Rassismus-Vorwurf: Jetzt ordnet ein Experte den Fall im Kleingartenverein Merklinde ein

dzKGV Merklinde

Der Kleingartenverein Merklinde sieht sich aktuell mit einem Rassismus-Vorwurf konfrontiert. Ein Experte erklärt nun, was bei dem Fall alles falsch gelaufen ist und was das Recht sagt.

Merklinde

, 17.06.2019, 11:55 Uhr / Lesedauer: 2 min

Damian Kuczera möchte seinen Kleingarten abgeben und hat auch einen Nachpächter gefunden. Dieser wurde aber vom Vorstand des Kleingartenvereins abgelehnt. Der potenzielle Nachpächter ist halb Iraker und halb Grieche. Und genau das sei der Grund für die Absage - behauptet Kuczera.

Der Vorsitzende Wolfgang Villis wehrt sich vehement gegen den Vorwurf. „Da soll mir Fremdenfeindlichkeit untergeschoben werden und ich werde in eine Ecke gedrängt. Das Thema macht mich ziemlich fertig“, so Villis.

Fremdenfeindlichkeit sei nicht der Grund, vielmehr ein unklarer Wohnort des potenziellen Nachpächters, sagt Villis. Er betont, dass der Anteil an Personen mit Migrationshintergrund im Kleingartenverein bei über 50 Prozent liege.
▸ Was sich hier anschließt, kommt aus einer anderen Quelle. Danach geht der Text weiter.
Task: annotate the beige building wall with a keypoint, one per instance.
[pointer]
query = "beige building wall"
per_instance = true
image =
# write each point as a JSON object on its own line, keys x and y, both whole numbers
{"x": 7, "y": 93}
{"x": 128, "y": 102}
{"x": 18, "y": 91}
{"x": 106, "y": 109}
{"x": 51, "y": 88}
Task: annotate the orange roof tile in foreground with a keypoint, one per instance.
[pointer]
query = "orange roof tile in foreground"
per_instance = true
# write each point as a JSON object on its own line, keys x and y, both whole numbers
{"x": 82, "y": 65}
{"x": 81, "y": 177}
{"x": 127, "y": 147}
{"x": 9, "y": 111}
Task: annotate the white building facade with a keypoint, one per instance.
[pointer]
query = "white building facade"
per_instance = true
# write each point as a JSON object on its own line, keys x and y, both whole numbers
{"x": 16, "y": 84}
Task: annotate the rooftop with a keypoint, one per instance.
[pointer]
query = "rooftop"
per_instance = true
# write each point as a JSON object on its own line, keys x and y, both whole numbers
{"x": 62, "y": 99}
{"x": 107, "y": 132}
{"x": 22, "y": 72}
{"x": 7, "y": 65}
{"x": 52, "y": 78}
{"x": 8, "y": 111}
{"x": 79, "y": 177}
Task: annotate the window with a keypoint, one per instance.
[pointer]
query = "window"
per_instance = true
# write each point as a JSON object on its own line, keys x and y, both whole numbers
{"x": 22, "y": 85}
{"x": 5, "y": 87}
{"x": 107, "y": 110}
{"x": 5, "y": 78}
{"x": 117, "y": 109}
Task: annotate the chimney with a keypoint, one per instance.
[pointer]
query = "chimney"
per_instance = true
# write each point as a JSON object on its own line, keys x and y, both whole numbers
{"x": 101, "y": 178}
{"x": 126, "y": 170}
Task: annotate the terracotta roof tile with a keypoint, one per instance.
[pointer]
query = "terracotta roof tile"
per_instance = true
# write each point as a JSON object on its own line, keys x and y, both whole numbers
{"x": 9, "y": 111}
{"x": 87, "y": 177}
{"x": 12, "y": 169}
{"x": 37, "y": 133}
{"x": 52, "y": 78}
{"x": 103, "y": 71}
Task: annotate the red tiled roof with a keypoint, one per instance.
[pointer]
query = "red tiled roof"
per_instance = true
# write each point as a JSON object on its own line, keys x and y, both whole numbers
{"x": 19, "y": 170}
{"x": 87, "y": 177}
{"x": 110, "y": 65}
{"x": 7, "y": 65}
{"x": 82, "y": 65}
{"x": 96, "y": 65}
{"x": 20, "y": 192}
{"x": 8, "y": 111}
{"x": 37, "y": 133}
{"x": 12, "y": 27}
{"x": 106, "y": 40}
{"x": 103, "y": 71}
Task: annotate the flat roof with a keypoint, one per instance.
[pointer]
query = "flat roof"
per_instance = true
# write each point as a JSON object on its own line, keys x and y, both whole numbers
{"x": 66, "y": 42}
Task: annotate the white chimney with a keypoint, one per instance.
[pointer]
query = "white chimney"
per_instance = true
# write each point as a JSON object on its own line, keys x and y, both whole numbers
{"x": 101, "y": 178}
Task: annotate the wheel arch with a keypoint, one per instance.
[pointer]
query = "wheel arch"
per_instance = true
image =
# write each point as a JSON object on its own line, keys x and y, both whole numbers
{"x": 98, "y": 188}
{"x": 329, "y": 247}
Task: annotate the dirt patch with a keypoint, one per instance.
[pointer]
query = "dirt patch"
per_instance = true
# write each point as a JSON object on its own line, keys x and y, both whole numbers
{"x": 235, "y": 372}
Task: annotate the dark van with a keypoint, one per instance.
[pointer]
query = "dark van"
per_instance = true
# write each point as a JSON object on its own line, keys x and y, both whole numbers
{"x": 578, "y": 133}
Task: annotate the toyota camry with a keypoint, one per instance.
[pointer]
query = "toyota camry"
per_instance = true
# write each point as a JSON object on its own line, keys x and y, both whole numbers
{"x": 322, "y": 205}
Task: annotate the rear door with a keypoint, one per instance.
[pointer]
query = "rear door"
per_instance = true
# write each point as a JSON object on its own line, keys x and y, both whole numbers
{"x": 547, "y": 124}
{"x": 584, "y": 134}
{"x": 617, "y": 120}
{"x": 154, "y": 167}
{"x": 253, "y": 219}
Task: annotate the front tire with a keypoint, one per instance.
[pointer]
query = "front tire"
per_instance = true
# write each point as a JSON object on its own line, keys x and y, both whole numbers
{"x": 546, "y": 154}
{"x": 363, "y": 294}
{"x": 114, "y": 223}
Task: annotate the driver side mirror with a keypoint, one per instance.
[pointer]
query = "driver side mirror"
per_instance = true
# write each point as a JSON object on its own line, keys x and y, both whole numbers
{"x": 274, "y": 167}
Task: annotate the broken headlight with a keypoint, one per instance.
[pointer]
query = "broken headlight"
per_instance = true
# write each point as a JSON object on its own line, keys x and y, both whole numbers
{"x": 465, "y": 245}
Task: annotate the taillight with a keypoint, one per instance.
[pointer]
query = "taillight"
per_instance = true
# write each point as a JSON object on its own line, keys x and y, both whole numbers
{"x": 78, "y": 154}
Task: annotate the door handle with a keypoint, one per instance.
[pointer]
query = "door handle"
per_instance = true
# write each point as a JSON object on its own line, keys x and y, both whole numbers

Rechtlich habe der Verein korrekt gehandelt, sagt ein Experte

Nun ordnet Stephan Bevc vom Bezirksverband der Kleingärtner den Fall genauer ein. „Es kommt häufiger vor, dass Pächter Vorstellungen haben, die man nicht teilen kann“, sagt er auf Anfrage.

Rechtlich hätte sich der KGV Merklinde korrekt verhalten, er handele nach einer Satzung, die einer Mustersatzung des Landesverbandes Westfalen Lippe der Kleingärtner nachempfunden sei.

Sicherlich könne der Verein ein wenig sanfter mit der Sache umgehen, doch grundsätzlich könne er entscheiden, wem er einen Kleingarten verpachtet und wem nicht, sagt Bevc.

Dem Bezirksverband komme bei Konflikten zum Teil eine Schlichtungsfunktion zu. Aber dann müsse auch der Rechtsweg eingehalten werden. „Und nach dem, was ich bisher mitbekommen habe, wurde der Rechtsweg vom Pächter nicht eingehalten. Er wollte den Garten abgeben und hat ihn schon an den potenziellen Nachpächter verkauft“, so Bevc.

Mittlerweile wurde die fristlose Kündigung ausgesprochen

Mittlerweile wurde Kuczera die fristlose Kündigung der Mitgliedschaft im KGV und des Pachtverhältnisses ausgesprochen. In einem Schreiben, das der Redaktion vorliegt, ist die Rede davon, dass Kuczera zu einem Klärungsgespräch nicht erschienen sei und dass er sich „mehrfach vereinsschädigend verhalten“ und „den Frieden in der Kleingärtnergemeinschaft nachhaltig gestört“ habe.

„Der normale Weg ist, dass jemand seine Parzelle als erstes kündigt und nicht zuerst einen neuen Pächter sucht, dem er den Garten verkaufen kann“, erklärt Bevc. Genau das sei aber in diesem Fall geschehen. Es ist also so, dass die Verpachtung nur vom Verein vorgenommen wird.

Alles, was auf dem Gelände steht, sei zwar Eigentum des Pächters. Aber mit der Kündigung gibt er es an den Verein zurück. Dieser gibt es wiederum an einen neuen Pächter weiter.

Preismanipulationen sind bei Kleingärten rechtlich ausgeschlossen

Was erst einmal umständlich erscheint, hat nachvollziehbare Gründe. „Kleingärten sind günstig. Um diesen Vorteil nicht aus der Hand zu geben, darf der Pächter den Verkauf nicht übernehmen“, erklärt Bevc. Denn ansonsten könne er es einfach meist gewinnbringend abgeben. Damit würde die Garantie der Günstigkeit nicht mehr eingehalten werden können, so Bevc.

Damit der Verein keine unrealistischen Summen aufruft, kontaktiert er einen unabhängigen Wertermittler vom Bezirksverband, der nach Richtlinien des Landes Nordrhein-Westfalen vor Ort feststellt, was gemacht wurde und wie hoch der Wert aktuell ist.